First off, I mentioned that EA Sports was hitting a wall, and one of the data points I used was the decline in the number of franchises, as well as EA's lack of a baseball game.
Mr. A. Nonymous said that a baseball franchise for EA made no sense. Third-party AAA-sports franchises need upwards of two million units to be viable long term. First parties can get away with less because they help sell consoles and don't carry the platform license fee.
The Show sold approximately 700,000 units last year. The Show is a stellar, brilliant franchise, and it can't even reach one million in unit sales.
Even if EA could make a baseball game of that quality (my comment: unlikely), and even if they stole every single unit from The Show, their marketing machine would still have to triple the existing demand for a baseball game.
If you were a gambler, that would be a bad bet.
It's a thoughtful analysis, and I believe he's correct. That makes me incorrect (hell, I'm used to that). I still believe EA Sports is suffering, but baseball as a data point is removed.
He also weighed in on the lawsuit that EA settled with former NCAA players (known as the Keller case). I felt like EA's legal claims in the case were guaranteed losers, almost to the point of absurdity.
However, A. Nonymous disagrees. The judicial decisions were split, and he feels that if EA appeals, they have a strong chance of winning at the Supreme Court level (and they are appealing).

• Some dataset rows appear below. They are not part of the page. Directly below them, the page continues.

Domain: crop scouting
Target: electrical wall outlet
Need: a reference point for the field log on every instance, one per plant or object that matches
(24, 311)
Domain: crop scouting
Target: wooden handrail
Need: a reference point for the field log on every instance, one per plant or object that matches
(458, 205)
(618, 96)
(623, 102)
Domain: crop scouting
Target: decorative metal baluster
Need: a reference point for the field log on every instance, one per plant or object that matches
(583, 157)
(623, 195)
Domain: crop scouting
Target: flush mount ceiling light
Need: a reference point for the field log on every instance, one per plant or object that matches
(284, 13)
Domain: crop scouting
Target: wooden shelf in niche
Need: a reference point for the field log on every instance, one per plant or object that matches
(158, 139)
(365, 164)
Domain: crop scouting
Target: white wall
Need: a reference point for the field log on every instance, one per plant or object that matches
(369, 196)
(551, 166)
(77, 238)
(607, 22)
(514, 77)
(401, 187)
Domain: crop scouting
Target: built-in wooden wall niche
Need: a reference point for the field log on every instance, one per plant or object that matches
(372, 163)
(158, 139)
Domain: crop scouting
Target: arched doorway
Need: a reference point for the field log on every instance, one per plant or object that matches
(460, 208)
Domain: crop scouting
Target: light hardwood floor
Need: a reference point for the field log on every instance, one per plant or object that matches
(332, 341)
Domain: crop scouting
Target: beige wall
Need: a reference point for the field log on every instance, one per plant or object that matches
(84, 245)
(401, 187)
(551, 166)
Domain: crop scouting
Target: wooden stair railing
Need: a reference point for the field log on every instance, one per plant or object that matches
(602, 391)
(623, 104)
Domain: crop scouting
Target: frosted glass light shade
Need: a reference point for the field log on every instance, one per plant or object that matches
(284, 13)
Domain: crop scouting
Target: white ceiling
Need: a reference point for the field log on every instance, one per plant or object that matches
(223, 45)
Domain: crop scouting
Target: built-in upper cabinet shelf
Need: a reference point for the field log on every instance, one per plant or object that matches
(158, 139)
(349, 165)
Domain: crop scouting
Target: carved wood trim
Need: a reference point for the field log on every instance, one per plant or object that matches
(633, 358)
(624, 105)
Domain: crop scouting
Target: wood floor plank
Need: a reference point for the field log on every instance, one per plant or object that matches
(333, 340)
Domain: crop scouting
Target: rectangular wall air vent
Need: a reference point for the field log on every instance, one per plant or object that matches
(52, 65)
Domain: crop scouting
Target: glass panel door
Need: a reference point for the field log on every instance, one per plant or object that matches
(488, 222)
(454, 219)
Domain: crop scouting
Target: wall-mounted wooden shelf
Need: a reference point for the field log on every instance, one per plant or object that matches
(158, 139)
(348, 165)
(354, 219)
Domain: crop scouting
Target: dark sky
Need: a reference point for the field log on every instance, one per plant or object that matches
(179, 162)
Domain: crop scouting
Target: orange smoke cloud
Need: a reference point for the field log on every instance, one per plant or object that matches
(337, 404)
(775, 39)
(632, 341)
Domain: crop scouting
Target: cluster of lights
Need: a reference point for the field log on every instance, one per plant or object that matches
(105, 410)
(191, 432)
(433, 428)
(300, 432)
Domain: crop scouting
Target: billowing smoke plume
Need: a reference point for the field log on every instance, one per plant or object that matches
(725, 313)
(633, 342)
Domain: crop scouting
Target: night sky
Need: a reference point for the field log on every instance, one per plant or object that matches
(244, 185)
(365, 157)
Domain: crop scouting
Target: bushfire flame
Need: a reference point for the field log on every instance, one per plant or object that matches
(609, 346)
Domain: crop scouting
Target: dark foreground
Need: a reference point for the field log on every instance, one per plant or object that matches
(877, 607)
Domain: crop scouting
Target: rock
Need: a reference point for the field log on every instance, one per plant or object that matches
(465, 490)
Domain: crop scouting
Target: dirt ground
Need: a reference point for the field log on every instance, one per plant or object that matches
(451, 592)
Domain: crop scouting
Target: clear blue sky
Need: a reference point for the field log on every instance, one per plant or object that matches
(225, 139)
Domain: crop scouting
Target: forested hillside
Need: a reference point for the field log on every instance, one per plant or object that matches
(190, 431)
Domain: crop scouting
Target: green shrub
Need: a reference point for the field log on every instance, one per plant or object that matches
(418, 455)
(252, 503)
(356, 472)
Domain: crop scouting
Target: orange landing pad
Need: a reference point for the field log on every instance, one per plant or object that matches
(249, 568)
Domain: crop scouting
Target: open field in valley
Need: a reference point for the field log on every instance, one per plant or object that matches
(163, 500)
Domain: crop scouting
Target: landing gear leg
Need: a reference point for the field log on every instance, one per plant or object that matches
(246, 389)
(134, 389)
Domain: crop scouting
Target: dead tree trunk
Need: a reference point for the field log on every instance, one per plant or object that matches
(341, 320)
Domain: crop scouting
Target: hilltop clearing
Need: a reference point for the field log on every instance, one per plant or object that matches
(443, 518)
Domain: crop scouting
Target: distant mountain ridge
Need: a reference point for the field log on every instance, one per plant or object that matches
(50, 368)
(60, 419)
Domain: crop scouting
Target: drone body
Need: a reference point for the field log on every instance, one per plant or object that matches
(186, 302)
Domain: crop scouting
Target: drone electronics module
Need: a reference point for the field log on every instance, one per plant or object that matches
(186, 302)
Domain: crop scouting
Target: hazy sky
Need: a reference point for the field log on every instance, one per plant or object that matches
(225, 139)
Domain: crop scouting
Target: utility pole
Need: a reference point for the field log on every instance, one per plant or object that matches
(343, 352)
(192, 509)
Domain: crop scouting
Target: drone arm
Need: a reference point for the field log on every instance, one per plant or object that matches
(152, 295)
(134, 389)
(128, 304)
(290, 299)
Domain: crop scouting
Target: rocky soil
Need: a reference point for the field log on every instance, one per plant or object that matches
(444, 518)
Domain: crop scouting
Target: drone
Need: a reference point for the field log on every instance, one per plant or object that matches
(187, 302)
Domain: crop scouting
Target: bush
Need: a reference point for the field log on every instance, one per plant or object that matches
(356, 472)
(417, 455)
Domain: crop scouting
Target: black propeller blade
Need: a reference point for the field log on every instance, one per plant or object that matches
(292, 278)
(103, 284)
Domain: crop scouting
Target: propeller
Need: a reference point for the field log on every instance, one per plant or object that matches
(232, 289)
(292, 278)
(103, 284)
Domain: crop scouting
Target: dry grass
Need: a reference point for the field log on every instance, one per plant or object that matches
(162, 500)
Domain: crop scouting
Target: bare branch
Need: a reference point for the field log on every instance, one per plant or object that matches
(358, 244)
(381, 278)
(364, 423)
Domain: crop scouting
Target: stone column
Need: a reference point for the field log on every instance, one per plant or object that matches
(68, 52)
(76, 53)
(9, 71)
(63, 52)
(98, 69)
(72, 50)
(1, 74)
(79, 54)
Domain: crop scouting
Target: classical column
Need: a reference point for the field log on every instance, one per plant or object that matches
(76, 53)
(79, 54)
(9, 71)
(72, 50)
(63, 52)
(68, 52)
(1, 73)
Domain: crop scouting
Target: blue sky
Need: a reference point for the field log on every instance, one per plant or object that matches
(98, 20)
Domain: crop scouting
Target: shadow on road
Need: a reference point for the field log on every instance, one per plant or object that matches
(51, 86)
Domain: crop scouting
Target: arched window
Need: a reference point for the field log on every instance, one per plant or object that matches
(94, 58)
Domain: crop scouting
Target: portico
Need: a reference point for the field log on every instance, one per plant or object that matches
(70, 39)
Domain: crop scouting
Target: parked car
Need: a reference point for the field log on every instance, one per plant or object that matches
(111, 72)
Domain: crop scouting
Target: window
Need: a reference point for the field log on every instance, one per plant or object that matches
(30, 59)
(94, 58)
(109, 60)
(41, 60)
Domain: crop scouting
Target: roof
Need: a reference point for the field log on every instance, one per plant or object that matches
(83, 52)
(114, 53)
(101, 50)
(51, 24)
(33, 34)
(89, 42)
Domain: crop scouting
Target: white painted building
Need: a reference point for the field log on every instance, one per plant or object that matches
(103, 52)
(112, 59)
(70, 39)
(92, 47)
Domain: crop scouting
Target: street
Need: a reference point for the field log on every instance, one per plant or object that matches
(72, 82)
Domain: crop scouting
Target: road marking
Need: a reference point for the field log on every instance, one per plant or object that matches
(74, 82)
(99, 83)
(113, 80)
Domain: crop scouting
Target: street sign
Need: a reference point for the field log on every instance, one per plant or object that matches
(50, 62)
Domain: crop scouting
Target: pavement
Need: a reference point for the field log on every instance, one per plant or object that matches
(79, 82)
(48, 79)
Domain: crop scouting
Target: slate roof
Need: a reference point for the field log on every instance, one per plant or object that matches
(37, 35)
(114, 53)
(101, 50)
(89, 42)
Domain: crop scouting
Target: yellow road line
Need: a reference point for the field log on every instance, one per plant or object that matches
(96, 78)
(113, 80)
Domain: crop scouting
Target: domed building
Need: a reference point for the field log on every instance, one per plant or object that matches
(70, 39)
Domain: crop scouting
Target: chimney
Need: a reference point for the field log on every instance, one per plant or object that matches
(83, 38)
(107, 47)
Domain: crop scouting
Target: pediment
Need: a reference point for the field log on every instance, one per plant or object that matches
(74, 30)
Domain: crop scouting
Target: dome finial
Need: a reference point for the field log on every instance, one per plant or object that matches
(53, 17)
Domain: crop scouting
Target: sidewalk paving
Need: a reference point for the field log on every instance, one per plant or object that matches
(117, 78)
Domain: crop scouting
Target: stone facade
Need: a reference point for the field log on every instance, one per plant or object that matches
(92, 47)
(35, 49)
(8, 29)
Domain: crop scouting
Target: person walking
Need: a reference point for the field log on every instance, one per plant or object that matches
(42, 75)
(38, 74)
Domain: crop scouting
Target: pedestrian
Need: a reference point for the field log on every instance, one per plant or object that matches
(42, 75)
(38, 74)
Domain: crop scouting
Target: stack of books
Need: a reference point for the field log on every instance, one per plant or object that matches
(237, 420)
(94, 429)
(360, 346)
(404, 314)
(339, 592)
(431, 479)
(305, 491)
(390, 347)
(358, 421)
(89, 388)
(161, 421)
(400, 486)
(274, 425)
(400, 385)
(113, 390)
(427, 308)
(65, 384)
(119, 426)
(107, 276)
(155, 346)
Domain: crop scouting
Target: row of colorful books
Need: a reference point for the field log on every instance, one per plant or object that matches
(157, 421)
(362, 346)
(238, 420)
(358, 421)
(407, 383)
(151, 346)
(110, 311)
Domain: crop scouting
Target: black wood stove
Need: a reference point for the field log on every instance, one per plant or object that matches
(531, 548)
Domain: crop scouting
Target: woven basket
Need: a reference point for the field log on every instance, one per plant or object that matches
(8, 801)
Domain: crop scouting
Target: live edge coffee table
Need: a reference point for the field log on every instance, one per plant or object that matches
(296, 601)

Here's EA's basic framing of the legal issue (from the Keller petition):
Whether the First Amendment protects a speaker
against a state-law right-of-publicity claim that
challenges the realistic use of a person’s name or
likeness in an expressive work.
This is the meat on the bone:
The Ninth and Third Circuits recognized that
Petitioner’s video game was an expressive work, under
this Court’s holding in Brown v. Entertainment
Merchants Ass’n, 131 S. Ct. 2729 (2011). Nonetheless,
they held that the game’s depiction of the plaintiffs did
not enjoy First Amendment protection. According to
the Ninth and Third Circuits, the depiction of a
person’s image or likeness in an expressive work enjoys
First Amendment protection against a right-of-publicity claim only if the depiction sufficiently alters or
“transforms” the plaintiff’s image or likeness. That rule
is constitutionally perverse: it affords First
Amendment protection only to fanciful or distorted
portrayals, not accurate or realistic ones. The rule also
chills expression, both because it is hard to predict
what a court will decide is sufficiently
“transformative,” and because such an inquiry
inevitably requires a court to make a subjective
judgment about whether a depiction is “artistic,” thus
warranting protection, or “literal,” and thus subject to
liability.
The test adopted by these two circuits, moreover,
conflicts with various other tests adopted by other
circuits and state supreme courts, which do not focus on
transformation at all. Some of these courts engage in
case-by-case balancing of First Amendment interests
and right-of-publicity interests—an approach that
raises its own constitutional problems. Others give
appropriate respect to the First Amendment by
confining the right-of-publicity tort to circumstances in
which the challenged depiction falsely claims a celebrity
commercial endorsement or is unrelated to any other
expression and thus gratuitous.
The lower courts’ various and conflicting
constitutional tests have resulted in numerous
irreconcilable outcomes. For example, the Sixth
Circuit has held that the First Amendment protects the
inclusion of a professional golfer’s realistic image,
prominently displayed in a painted montage including
other golfers, ETW Corp. v. Jireh Publ’g, Inc., 332 F.3d
915, 931 (6th Cir. 2003), but the Ninth and Third
Circuits now have held that the First Amendment does
not protect an accurate digital depiction of a former
college football player in a video game. As the judicial
confusion has mounted, scholars, writers, and artists
have begun to recognize a major threat to free
expression.6 This Court’s guidance is urgently needed.